14. Pedang Guntur Biru

8.2K 84 2
                                    

PAKAIAN kuning gading membuat wajah cantiknya menjadi lebih anggun lagi. Dengan rambut dikepang satu ke belakang, senjata pedang masih terselip di pinggang, perempuan itu tetap berdiri tegak di depan orang berpakaian serba merah itu. Melihat sikap memandang yang dingin dan ketus dari perempuan berpakaian kuning dengan dirangkapi rompi panjang warna ungu itu, jelas ada permusuhan di antara mereka berdua. Itulah sebabnya ia tetap berdiri tegak di depan pintu masuk sebuah kuil yang berpagar batu tinggi.

"Sekalipun kau kakak perguruanku, tapi aku tetap tak bisa izinkan kau masuk kuil ini, Barong Geni!" kata perempuan itu dengan tegas dan berkesan berani.

Barong Geni yang berpakaian serba merah sampai pada ikat kepalanya juga merah itu, sengaja sunggingkan senyum sinis kepada bekas adik seperguruannya yang bernama Intan Selaksa. Kumisnya yang sedikit lebat itu diusap-usap dengan jari, kadang dipelintir agar melengkung kedua ujungnya. Barong Geni segera serukan kata,

"Kita mempunyai hak yang sama untuk menempati kuil ini, Intan Selaksa! Jangan kau tampakkan sikap serakahmu di depanku! Kau bisa menyesal kalau sampai aku bertindak kasar kepadamu!"

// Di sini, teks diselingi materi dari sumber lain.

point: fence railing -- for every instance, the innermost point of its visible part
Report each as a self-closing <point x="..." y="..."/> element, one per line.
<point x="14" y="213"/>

"Memang kita dulu bekas saudara seperguruan, kita memang sama-sama murid Begawan Sangga Mega yang sudah almarhum itu. Tetapi kau sudah diusir dari kuil ini! Kau telah menjadi murid murtad dan tidak diizinkan menginjak kuil ini lagi oleh sang Begawan!"

"Itu dulu, semasa Guru masih hidup!" sanggah Barong Geni.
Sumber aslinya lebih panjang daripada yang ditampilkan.